Its own history echoes an earlier day when the city fought to get a public-access easement over beach land. Now that the Planning Commission is about to take up the controversial Pierside Village project later this month, it should heed the warnings and spare the oceanfront land from development.
The land that would be leased by a developer to build a plaza of fountains, walkways and restaurants is now a semi-developed, paved parking lot near the municipal pier. It has been a lively focus of debate in a city trying to polish its facade to become a tourist mecca. Also, environmentalists and some city officials have wrangled over the sale or leasing of beach land and parkland. The notion of untampered public access is nothing new, since the city battled in the 1930s to get public-access easement over the beach land over the objections of powerful development, oil and rail interests. But in recent years, despite the environmental concerns of some city officials, the city seemingly has forsaken its legacy as beachfront protector to act at times as if it were a party to development itself.

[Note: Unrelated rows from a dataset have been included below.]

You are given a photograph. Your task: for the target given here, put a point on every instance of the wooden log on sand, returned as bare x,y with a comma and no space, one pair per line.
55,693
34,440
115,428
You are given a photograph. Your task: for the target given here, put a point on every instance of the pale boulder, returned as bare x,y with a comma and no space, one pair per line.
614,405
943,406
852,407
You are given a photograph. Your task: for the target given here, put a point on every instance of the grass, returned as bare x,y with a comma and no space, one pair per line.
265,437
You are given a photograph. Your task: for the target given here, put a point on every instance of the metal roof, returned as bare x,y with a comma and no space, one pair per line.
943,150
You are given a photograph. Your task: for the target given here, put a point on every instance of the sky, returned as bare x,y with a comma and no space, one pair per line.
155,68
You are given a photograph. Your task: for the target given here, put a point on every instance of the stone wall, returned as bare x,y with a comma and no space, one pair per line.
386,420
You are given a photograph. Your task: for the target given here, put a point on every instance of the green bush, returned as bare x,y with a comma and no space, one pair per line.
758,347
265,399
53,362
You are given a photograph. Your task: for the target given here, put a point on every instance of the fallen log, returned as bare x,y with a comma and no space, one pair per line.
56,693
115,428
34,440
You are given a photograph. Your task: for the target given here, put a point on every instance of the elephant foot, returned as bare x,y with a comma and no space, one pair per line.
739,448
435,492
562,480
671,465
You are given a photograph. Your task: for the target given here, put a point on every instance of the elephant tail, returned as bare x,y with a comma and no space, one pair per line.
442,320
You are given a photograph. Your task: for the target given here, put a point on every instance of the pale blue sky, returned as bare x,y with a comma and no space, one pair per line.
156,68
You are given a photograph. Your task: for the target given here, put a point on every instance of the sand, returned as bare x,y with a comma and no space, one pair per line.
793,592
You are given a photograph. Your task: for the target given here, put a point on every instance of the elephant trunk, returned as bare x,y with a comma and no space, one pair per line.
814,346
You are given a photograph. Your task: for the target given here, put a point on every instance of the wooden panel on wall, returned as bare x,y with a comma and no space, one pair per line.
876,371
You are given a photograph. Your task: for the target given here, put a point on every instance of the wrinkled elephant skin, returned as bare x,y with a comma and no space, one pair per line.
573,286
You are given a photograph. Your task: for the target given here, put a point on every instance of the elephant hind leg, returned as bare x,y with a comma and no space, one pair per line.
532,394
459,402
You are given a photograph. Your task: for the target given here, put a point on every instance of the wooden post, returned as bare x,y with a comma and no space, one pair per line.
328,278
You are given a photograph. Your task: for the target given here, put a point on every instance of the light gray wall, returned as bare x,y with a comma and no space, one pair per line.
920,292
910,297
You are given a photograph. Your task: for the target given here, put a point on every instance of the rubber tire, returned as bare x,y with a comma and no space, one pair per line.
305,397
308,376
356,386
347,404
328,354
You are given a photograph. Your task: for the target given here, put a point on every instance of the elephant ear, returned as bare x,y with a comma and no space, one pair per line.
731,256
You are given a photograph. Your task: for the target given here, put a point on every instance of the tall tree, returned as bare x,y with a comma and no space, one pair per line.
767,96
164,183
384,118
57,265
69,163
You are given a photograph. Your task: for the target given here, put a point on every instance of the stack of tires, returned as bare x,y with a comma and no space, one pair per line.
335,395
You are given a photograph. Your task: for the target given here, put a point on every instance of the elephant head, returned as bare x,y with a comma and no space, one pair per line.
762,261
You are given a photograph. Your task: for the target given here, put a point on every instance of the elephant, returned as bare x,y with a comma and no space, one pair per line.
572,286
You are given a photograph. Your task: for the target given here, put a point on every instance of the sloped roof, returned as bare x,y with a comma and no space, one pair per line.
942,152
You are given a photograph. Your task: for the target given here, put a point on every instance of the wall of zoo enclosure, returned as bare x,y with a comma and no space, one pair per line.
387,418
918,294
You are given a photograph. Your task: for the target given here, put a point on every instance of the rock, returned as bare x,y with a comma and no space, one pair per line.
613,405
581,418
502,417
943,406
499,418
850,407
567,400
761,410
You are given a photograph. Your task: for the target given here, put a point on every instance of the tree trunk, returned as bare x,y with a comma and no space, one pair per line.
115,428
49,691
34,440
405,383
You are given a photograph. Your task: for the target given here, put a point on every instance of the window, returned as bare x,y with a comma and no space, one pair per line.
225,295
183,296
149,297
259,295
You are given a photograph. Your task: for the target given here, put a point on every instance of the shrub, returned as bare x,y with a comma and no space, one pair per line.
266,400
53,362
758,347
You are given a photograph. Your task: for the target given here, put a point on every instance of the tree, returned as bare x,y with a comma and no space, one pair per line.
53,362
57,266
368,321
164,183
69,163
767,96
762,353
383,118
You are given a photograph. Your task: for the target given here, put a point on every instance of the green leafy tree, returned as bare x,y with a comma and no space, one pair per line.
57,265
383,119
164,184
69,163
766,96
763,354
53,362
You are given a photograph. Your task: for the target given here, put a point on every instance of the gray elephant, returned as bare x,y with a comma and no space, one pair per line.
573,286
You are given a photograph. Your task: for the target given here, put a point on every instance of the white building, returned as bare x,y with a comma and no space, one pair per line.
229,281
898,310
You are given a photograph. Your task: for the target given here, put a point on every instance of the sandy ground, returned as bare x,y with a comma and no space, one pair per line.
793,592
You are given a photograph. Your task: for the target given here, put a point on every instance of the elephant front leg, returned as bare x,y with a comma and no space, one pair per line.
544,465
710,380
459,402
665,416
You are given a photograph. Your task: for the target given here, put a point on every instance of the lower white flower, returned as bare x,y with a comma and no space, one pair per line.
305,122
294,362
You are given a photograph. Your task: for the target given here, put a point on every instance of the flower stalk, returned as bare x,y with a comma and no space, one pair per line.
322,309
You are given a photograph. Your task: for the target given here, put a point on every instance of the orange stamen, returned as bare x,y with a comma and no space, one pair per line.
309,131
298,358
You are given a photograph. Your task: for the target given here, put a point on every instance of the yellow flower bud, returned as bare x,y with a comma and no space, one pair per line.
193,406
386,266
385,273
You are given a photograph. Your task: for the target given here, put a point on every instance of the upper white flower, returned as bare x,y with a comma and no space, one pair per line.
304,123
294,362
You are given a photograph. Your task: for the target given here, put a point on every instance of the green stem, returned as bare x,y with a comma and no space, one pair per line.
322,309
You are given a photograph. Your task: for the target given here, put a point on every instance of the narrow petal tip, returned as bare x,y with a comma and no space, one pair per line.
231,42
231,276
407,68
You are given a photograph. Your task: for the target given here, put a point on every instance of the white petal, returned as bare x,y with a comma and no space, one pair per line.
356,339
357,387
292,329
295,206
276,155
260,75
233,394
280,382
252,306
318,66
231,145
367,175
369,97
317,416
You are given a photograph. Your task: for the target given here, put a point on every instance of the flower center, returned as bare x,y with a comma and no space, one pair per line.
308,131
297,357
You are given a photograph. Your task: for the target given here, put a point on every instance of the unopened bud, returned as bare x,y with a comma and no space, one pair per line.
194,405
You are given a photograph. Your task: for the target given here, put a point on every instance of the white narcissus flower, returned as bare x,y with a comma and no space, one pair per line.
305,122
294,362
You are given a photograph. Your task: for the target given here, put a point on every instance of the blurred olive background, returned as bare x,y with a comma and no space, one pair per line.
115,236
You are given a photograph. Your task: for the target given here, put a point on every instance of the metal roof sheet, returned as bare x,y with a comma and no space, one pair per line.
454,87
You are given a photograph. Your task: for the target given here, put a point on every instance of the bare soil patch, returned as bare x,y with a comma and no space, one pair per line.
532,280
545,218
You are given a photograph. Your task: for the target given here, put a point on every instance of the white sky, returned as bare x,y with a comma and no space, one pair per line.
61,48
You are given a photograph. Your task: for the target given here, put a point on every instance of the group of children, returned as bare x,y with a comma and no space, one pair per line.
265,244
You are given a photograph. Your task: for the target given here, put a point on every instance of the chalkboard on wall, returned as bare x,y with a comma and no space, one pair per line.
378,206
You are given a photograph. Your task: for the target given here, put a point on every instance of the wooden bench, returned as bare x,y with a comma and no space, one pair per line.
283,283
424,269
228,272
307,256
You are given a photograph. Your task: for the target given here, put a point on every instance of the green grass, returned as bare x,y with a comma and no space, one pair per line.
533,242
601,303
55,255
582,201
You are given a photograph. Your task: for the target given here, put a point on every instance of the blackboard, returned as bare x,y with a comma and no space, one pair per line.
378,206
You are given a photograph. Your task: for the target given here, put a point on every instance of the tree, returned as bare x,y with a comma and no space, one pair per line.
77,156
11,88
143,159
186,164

The issue of easements and access will engage the State Lands Commission, which has issued dire warnings to the city about the threat of further litigation. A settlement last spring resolved little.
As the population grows, the door could be opened to further conversions of precious beachfront land into sites for hotels, motels, apartments and commercial buildings. The Coastal Commission, which earlier approved a general plan for the downtown, surely will have reservations about such dangerous development. The issue has been joined, but the choice is clear: City planners should decide in favor of public easement and public access.